María José, al ver a los vecinos, reparó en que algunos leían, tomaban el sol, charlaban con sus acompañantes, oían la radio, hacían flexiones… Hasta vio a una pareja que se besaba, rompiendo de forma dulcemente heroica las prohibiciones. Apenas vio nada más porque, inesperadamente, como un prodigio, apareció refulgente, jubiloso, añil a esa hora del día en que son puros los colores, hermosísimo en su lejanía… el mar. ¿Era el mar? Nunca lo había visto antes desde ese lugar. ¿Cómo era eso posible?
—Fíjate, Felipe, con tantas veces que he subido a tender la ropa. Me quedé perpleja.
Le contesto que, quizás, no es cuestión de que haya mejorado su visión. Que el mar siempre ha estado ahí, como está la contaminación que mata más que el Covid-19, tan mediático. Tal vez la suciedad del aire que llega a nuestros pulmones le impedía esa visión tan idílica.

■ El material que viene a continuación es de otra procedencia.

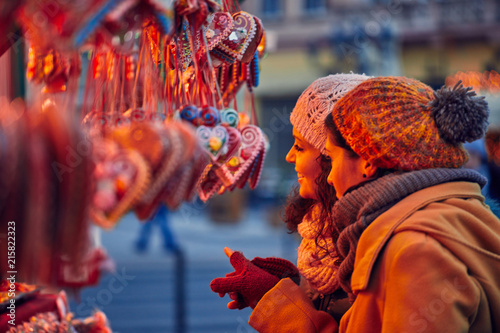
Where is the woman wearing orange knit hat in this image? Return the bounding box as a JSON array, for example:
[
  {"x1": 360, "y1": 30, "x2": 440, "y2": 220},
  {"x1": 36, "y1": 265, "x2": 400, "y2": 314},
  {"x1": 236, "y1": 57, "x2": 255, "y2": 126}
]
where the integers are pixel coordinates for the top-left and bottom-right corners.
[
  {"x1": 254, "y1": 77, "x2": 500, "y2": 332},
  {"x1": 214, "y1": 77, "x2": 500, "y2": 332},
  {"x1": 211, "y1": 73, "x2": 370, "y2": 318}
]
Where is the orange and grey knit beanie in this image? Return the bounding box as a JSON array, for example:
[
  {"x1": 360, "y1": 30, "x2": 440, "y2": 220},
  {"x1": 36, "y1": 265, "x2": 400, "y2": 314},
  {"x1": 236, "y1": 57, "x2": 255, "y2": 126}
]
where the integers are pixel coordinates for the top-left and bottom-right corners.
[
  {"x1": 332, "y1": 77, "x2": 489, "y2": 171},
  {"x1": 290, "y1": 73, "x2": 370, "y2": 155}
]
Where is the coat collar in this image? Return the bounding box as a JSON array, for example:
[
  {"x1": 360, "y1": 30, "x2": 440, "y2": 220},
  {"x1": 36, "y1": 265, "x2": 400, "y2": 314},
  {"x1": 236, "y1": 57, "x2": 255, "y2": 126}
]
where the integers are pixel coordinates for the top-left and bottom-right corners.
[{"x1": 351, "y1": 182, "x2": 484, "y2": 293}]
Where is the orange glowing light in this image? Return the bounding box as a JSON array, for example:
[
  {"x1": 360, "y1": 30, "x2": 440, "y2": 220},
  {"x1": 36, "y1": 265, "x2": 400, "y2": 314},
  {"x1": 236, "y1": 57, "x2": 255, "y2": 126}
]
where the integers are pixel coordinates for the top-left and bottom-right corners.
[{"x1": 445, "y1": 71, "x2": 500, "y2": 93}]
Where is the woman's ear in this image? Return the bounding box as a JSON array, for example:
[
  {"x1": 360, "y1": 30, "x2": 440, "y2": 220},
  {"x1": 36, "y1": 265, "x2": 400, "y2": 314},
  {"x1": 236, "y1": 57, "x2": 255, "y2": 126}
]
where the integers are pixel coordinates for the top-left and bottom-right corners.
[{"x1": 361, "y1": 160, "x2": 378, "y2": 178}]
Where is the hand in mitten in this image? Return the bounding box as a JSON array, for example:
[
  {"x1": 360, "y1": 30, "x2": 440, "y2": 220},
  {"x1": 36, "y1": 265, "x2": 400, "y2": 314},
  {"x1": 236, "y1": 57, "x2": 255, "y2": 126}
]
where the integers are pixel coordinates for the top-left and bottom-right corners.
[{"x1": 210, "y1": 248, "x2": 280, "y2": 309}]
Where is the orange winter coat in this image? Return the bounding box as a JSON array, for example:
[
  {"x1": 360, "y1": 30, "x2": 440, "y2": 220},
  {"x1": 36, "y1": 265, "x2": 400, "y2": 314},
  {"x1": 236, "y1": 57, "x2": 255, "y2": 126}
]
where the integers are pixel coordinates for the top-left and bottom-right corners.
[{"x1": 249, "y1": 182, "x2": 500, "y2": 333}]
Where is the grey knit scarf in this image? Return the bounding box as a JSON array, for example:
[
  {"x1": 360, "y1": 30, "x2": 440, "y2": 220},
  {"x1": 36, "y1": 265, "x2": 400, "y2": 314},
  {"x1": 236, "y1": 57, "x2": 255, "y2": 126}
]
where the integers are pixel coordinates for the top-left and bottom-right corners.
[{"x1": 332, "y1": 169, "x2": 487, "y2": 296}]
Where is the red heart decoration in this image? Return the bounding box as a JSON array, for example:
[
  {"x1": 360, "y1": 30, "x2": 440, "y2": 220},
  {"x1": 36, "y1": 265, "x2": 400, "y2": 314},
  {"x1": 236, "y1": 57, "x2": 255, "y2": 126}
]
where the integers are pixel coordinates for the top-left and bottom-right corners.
[
  {"x1": 205, "y1": 12, "x2": 233, "y2": 51},
  {"x1": 90, "y1": 142, "x2": 151, "y2": 229},
  {"x1": 213, "y1": 11, "x2": 257, "y2": 63}
]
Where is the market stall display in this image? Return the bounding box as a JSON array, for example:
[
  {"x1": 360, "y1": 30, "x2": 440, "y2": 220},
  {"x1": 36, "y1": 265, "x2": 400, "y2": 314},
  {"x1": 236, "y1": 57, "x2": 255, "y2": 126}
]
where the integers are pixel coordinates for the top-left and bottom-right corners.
[{"x1": 0, "y1": 0, "x2": 268, "y2": 332}]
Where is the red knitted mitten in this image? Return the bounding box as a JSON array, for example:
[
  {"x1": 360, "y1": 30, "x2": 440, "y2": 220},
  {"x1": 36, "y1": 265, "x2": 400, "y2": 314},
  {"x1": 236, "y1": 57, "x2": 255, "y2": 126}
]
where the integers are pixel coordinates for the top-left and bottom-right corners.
[{"x1": 210, "y1": 252, "x2": 280, "y2": 309}]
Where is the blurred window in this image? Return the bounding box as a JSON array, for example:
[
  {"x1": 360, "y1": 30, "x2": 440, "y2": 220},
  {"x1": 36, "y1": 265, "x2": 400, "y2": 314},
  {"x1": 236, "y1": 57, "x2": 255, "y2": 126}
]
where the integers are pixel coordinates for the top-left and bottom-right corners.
[
  {"x1": 304, "y1": 0, "x2": 326, "y2": 14},
  {"x1": 262, "y1": 0, "x2": 283, "y2": 17}
]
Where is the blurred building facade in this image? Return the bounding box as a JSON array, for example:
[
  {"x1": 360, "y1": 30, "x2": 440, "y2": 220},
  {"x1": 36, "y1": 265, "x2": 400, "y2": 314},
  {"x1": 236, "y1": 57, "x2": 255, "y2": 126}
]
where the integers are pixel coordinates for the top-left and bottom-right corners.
[{"x1": 242, "y1": 0, "x2": 500, "y2": 195}]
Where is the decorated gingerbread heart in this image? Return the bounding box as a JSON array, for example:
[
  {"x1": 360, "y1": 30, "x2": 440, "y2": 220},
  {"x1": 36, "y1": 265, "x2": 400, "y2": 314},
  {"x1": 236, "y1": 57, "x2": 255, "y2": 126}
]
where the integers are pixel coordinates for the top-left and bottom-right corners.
[
  {"x1": 212, "y1": 11, "x2": 256, "y2": 63},
  {"x1": 196, "y1": 125, "x2": 228, "y2": 161},
  {"x1": 205, "y1": 12, "x2": 233, "y2": 50},
  {"x1": 90, "y1": 141, "x2": 151, "y2": 229}
]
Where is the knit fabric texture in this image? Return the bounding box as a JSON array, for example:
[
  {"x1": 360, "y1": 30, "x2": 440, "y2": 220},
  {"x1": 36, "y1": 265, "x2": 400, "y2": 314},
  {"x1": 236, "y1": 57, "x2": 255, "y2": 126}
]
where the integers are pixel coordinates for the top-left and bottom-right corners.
[
  {"x1": 332, "y1": 168, "x2": 487, "y2": 295},
  {"x1": 290, "y1": 74, "x2": 370, "y2": 155},
  {"x1": 297, "y1": 205, "x2": 340, "y2": 295},
  {"x1": 332, "y1": 77, "x2": 489, "y2": 171}
]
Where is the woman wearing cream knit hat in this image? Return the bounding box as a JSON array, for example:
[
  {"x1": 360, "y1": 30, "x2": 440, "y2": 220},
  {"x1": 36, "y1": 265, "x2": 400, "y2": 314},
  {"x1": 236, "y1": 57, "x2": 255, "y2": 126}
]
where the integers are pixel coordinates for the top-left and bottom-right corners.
[
  {"x1": 211, "y1": 74, "x2": 369, "y2": 318},
  {"x1": 249, "y1": 77, "x2": 500, "y2": 333}
]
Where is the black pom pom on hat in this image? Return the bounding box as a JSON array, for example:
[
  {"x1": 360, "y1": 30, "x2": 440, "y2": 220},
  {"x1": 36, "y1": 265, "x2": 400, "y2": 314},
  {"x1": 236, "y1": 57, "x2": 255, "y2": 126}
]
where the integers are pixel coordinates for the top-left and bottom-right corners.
[{"x1": 429, "y1": 81, "x2": 489, "y2": 145}]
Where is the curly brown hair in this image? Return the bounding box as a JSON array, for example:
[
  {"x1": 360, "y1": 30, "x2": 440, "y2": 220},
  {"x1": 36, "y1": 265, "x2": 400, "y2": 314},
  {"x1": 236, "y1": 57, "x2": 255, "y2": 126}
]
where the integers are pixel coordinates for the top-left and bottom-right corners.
[{"x1": 283, "y1": 154, "x2": 337, "y2": 239}]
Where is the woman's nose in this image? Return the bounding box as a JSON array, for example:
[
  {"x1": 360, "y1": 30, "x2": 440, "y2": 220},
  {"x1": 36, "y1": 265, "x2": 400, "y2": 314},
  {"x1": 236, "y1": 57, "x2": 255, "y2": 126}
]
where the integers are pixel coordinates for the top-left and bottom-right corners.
[{"x1": 285, "y1": 147, "x2": 295, "y2": 163}]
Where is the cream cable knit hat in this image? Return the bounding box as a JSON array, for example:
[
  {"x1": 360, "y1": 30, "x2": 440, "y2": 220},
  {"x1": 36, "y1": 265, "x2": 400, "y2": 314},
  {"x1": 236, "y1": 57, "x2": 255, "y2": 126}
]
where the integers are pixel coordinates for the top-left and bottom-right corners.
[{"x1": 290, "y1": 73, "x2": 371, "y2": 155}]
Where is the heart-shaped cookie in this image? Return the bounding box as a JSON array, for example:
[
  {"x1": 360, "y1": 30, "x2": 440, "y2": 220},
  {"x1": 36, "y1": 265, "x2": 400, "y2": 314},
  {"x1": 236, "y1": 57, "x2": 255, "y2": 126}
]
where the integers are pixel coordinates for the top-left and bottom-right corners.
[
  {"x1": 196, "y1": 125, "x2": 228, "y2": 161},
  {"x1": 212, "y1": 11, "x2": 256, "y2": 63},
  {"x1": 90, "y1": 143, "x2": 151, "y2": 229},
  {"x1": 205, "y1": 12, "x2": 233, "y2": 50},
  {"x1": 224, "y1": 125, "x2": 265, "y2": 189}
]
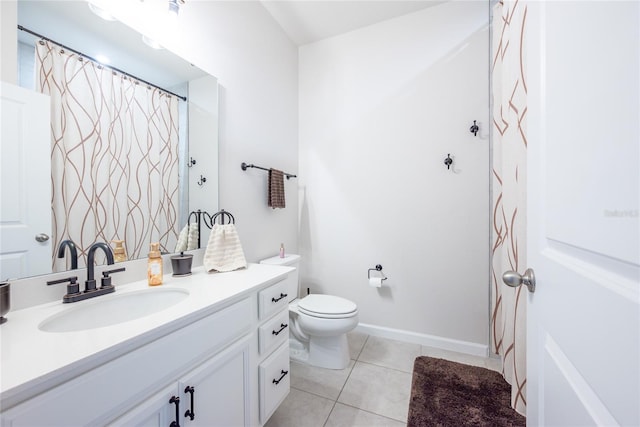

Leo que la Tierra registrará este año la mayor caída de la historia en emisiones de CO2. ¿Podremos, si esto acaba alguna vez, seguir viendo la línea del horizonte del mar y más allá? ¿Seguiremos viendo jaramagos, pinsapos, lagartos, gorriones o abejas, que están ya al borde de la extinción? Apenas se ven ya mariposas.
«Qué triste es todo esto», me dice.
También me informan medios digitales que últimamente ha llovido profusamente en Barcelona, más de 200 litros por metro cuadrado, con lo que este mes se ha convertido en el más lluvioso en los 107 años que llevamos recogiendo datos. ¡Me entero por los periódicos que ha llovido tanto! Entonces, por primera vez, siento miedo en el confinamiento.
Ahora tanto abril y tanta lluvia / forman riachuelos que cruzan la ciudad / y llegan a tu casa. / Para que sepas que te busco / en este amanecer ingrato para decirte / que oigo tus latidos y tu nombre; / apenas unas sílabas que deslumbran, / que atascan los calendarios. / Que todo debe ser lo que llaman esperanza / que retiene los relámpagos / cuando la lluvia y yo vamos a buscarte.
En el mundo exterior, sigue un mar casi clandestino, personas queridas, plantas y animales que sobreviven. Y la primavera, que no sabe de prohibiciones, se rige por leyes cósmicas y sigue hermoseando como si nada.
Por los ausentes, solo nos queda llorar. Y ocupar algún día las calles que habíamos compartido: María Ángeles, Isidro, Esther, África…, estamos con vosotros en ese bucle que llamamos «vida».
«Qué triste es todo esto, amiga», le digo.
Lisa, en el film, personifica una conciencia atractiva como mensaje subliminal que nos envía el genio de la cámara y consigue, no podía ser de otra forma, que Jeff por fin deje de mirar. En la última escena este ha cambiado de posición y se le ve de cara a la pared. Ignora la ventana y sonríe casi feliz. Ha salvado la vida.
Tiene ahora las dos piernas escayoladas, cuando al principio tenía una sola, ¿podemos ver alguna semejanza con nuestro confinamiento?
María José, con el cesto de la ropa seca, baja a su casa y apaga al mar tras ella.